Airgapped devices and networks
InternetI can’t help noticing how the term airgapped has morphed over time, and it’s implied security and isolation has been eroded.
In my past life doing process control and SCADA, airgapped meant exactly what it sounds like: a physical space between two devices separated by air or another physical barrier. This wasn’t a security consideration like it is in IT—or at least, not primarily—it was usually the result of two devices or cables being physically or electrically incompatible, or to prevent serious problems with equipment if inadvertently connected. I’m talking about electrical fundamentals like connecting two discrete AC sources, or real-time networks with different protocols.
In IT we mostly discuss airgapped devices and networks as a security feature. A sensitive device deliberately not connected to the Internet would be a classic—and dare I say, increasingly and disturbingly rare—example. The term loses some of its literal meaning when we start talking about wireless networks, and there have been academic examples of using speakers to take control of airgapped devices.

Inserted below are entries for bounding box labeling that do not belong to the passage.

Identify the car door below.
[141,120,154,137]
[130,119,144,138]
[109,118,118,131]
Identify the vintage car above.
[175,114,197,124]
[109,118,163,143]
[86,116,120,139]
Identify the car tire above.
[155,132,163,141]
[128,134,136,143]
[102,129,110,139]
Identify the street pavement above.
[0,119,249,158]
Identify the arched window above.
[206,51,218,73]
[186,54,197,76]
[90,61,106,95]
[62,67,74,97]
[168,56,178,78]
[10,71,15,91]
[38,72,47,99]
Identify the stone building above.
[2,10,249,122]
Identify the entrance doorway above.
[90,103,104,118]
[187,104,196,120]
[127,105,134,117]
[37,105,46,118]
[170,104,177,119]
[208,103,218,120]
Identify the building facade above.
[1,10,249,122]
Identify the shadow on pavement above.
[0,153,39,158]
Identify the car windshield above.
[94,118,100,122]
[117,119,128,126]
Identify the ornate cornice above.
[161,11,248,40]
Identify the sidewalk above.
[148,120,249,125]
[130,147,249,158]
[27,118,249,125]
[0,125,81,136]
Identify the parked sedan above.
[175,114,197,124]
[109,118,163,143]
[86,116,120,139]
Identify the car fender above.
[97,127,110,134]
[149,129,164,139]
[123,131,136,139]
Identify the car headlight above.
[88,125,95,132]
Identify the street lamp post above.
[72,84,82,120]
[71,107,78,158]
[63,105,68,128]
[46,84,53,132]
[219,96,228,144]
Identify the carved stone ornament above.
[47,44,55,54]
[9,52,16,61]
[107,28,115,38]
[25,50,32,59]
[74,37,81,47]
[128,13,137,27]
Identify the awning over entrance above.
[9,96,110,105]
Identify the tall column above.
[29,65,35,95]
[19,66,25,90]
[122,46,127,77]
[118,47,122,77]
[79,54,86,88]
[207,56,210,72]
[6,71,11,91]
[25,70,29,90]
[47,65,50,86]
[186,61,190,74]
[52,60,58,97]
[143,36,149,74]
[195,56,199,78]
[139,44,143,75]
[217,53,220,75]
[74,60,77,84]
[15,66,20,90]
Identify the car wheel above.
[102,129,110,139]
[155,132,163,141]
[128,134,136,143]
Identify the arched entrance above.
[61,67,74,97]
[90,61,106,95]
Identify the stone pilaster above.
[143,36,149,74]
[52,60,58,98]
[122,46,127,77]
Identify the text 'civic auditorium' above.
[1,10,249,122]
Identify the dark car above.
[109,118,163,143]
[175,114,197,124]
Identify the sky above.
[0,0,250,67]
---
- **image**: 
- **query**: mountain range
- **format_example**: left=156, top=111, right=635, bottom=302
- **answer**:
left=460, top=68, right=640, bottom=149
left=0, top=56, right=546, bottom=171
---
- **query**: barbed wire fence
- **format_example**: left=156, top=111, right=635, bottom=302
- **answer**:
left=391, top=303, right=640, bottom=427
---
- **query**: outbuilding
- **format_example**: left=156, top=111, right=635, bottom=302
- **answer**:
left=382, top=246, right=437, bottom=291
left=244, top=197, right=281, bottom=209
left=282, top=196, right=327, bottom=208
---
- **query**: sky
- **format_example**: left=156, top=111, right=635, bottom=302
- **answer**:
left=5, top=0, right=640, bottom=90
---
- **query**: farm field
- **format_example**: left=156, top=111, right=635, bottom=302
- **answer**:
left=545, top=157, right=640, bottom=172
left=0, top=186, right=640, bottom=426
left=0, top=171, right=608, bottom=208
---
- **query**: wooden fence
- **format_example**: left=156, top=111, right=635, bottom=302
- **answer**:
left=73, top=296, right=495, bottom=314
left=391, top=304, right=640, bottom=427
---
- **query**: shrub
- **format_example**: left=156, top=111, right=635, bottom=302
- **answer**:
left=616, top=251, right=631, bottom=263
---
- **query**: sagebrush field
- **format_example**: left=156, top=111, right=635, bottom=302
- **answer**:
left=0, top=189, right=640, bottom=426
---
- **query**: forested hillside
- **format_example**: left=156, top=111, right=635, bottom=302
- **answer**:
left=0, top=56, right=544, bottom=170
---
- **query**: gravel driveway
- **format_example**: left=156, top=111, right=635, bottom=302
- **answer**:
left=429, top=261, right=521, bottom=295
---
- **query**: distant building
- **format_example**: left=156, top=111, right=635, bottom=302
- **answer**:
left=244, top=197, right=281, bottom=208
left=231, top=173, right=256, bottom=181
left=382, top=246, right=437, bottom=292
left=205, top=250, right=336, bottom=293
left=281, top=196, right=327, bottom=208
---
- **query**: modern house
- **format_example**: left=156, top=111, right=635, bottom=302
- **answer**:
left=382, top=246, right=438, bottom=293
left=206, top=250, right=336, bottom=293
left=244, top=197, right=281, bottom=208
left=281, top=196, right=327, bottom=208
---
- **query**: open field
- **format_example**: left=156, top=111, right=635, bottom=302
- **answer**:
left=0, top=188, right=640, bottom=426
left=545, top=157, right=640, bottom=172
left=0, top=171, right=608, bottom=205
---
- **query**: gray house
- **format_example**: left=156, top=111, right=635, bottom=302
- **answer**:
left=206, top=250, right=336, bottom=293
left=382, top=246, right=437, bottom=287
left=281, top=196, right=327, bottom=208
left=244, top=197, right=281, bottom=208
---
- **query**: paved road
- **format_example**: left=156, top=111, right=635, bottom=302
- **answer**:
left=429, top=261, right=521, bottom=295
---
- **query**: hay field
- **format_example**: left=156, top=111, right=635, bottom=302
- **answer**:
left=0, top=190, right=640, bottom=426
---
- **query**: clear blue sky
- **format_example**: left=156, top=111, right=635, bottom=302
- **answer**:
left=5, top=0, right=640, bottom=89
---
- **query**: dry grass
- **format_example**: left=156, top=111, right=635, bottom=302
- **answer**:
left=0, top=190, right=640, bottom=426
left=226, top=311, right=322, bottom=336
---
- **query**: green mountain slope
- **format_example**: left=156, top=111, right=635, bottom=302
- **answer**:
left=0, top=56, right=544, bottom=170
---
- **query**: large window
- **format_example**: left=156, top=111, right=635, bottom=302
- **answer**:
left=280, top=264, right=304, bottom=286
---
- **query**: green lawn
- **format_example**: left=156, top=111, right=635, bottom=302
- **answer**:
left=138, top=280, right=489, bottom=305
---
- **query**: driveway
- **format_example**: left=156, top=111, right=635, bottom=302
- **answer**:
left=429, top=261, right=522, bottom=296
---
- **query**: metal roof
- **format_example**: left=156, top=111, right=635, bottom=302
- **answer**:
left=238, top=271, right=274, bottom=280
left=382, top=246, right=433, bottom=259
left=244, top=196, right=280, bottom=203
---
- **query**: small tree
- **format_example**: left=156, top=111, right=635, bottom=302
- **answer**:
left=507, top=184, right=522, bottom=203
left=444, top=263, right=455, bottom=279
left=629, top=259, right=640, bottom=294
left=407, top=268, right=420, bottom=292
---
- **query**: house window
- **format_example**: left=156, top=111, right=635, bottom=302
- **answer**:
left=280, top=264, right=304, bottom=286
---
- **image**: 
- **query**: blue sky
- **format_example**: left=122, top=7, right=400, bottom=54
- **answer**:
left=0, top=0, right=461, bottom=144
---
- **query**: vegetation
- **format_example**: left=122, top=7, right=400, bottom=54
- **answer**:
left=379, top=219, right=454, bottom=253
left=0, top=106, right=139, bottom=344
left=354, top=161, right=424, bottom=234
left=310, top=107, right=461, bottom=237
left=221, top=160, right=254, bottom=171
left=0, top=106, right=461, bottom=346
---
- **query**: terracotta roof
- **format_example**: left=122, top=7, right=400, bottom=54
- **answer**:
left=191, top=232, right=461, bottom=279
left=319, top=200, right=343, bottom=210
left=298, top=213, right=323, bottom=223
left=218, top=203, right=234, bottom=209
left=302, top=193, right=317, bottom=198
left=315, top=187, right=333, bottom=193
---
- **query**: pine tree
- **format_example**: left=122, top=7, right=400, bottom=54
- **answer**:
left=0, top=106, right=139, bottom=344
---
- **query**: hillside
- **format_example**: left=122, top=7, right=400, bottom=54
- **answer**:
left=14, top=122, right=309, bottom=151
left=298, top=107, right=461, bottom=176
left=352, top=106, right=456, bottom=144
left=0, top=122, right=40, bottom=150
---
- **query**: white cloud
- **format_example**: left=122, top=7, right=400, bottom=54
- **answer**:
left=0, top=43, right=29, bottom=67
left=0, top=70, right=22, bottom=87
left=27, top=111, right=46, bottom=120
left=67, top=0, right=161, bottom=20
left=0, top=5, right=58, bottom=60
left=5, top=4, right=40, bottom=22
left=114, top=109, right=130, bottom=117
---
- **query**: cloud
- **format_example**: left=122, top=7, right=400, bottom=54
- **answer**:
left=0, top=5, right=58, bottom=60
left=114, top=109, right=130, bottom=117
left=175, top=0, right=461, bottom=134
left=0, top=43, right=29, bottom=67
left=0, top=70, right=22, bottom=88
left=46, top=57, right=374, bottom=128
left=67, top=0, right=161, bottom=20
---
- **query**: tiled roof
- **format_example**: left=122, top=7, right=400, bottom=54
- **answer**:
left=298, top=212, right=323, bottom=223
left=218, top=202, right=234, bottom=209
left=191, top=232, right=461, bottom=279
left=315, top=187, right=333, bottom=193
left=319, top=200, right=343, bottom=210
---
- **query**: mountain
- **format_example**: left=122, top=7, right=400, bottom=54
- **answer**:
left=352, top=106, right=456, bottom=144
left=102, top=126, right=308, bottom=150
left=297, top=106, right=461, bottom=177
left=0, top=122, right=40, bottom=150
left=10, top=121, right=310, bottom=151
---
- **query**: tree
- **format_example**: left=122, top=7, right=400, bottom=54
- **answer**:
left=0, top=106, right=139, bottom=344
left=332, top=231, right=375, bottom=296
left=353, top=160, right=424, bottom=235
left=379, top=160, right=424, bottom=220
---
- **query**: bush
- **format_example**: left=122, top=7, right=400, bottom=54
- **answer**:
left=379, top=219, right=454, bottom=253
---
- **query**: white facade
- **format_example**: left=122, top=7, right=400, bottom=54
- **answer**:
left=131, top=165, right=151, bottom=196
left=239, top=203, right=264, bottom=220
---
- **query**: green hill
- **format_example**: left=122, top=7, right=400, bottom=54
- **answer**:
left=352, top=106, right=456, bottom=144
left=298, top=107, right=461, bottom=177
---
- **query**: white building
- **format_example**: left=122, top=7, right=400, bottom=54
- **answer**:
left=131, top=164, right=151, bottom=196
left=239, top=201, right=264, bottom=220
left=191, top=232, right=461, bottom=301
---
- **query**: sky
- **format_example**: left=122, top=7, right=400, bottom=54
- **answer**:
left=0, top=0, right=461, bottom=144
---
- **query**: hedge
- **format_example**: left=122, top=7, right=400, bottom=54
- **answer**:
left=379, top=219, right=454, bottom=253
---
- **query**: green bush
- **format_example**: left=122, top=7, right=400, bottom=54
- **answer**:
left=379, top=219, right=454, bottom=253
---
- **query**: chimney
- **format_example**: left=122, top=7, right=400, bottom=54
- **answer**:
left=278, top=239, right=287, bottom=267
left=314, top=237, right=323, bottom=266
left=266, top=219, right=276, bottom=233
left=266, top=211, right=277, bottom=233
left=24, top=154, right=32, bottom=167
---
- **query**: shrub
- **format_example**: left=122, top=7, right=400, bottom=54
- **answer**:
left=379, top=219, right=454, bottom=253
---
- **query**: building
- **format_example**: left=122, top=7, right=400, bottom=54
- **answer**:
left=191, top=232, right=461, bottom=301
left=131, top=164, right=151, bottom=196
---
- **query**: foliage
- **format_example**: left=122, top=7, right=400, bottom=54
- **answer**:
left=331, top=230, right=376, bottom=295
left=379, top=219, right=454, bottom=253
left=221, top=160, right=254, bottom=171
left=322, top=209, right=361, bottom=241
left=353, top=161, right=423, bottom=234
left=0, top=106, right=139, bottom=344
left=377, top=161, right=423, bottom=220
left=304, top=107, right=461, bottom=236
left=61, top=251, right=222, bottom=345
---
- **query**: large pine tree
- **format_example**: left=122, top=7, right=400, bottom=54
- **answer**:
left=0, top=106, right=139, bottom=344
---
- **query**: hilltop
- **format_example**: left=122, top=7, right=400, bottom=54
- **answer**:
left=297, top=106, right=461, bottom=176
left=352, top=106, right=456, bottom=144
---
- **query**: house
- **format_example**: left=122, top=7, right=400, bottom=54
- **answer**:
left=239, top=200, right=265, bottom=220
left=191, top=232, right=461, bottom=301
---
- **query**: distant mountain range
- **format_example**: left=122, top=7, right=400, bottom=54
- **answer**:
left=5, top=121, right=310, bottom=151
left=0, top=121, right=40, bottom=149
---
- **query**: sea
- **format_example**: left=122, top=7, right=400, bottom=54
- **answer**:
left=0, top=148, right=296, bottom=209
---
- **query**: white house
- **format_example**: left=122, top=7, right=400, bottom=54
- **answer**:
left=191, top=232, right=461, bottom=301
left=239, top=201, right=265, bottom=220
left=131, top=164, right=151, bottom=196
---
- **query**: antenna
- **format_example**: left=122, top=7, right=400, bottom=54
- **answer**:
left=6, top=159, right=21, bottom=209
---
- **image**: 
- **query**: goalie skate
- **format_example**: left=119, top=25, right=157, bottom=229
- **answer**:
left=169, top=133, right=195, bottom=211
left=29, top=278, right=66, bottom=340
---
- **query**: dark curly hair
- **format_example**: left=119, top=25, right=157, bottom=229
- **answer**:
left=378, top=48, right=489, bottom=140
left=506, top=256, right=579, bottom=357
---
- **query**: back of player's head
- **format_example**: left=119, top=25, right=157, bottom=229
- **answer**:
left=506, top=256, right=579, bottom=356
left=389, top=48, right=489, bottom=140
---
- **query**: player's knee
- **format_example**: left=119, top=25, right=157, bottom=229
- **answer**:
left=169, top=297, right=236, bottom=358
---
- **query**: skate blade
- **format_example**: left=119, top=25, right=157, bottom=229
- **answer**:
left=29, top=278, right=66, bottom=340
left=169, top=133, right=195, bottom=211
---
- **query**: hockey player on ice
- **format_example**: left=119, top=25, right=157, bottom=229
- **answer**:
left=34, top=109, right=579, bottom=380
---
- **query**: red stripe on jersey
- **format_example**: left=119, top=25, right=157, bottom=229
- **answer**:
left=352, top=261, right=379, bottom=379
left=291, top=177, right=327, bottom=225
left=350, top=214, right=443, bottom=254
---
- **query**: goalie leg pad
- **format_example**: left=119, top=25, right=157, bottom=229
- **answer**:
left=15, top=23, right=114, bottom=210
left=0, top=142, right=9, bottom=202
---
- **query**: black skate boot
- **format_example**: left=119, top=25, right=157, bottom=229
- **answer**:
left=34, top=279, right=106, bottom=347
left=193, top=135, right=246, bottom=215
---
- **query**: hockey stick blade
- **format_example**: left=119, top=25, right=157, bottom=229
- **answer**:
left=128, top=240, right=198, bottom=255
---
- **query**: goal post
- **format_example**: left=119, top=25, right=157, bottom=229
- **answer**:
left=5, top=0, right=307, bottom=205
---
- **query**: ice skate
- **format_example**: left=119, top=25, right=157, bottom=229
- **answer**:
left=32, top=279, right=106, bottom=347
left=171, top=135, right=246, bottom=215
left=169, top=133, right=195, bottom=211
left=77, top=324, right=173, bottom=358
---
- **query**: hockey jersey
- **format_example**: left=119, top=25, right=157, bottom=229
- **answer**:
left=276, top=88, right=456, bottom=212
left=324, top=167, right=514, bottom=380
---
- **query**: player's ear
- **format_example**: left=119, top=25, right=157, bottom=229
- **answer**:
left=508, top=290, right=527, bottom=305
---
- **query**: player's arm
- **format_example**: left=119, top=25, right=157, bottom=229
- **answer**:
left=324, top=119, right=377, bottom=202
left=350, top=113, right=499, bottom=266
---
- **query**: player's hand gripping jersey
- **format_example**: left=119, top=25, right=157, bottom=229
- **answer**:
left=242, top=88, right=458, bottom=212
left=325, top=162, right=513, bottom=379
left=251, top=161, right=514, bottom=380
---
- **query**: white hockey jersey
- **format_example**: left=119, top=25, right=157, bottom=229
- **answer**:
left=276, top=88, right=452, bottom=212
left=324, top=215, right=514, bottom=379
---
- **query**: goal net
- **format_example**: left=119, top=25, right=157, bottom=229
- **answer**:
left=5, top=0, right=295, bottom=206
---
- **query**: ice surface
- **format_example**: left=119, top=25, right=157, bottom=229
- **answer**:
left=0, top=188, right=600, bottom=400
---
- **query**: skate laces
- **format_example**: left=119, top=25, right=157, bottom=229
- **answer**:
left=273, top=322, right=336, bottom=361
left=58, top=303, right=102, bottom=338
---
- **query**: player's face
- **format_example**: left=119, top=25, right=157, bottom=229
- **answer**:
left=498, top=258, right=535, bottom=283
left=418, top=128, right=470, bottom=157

But it still ultimately refers to deliberately-isolated gear.
But now I’m starting to see the term employed in the industry for logically separated, as opposed to physical. I’ve seen devices connected over a VLAN, or a VPN, or a separate port on the same NIC, as being described as airgapped in proposals and architecture diagrams. This doesn’t pass mustard for me; a deliberate conflation of two English idioms because that’s exactly what these pseudo-airgapped devices are doing.
While I concede physical separation is no panacea, that airgapped devices can still be attacked in other ways, and VPNs/VLANs/etc are robust and proven, I think we’re losing the meaning of the term using it more broadly like this.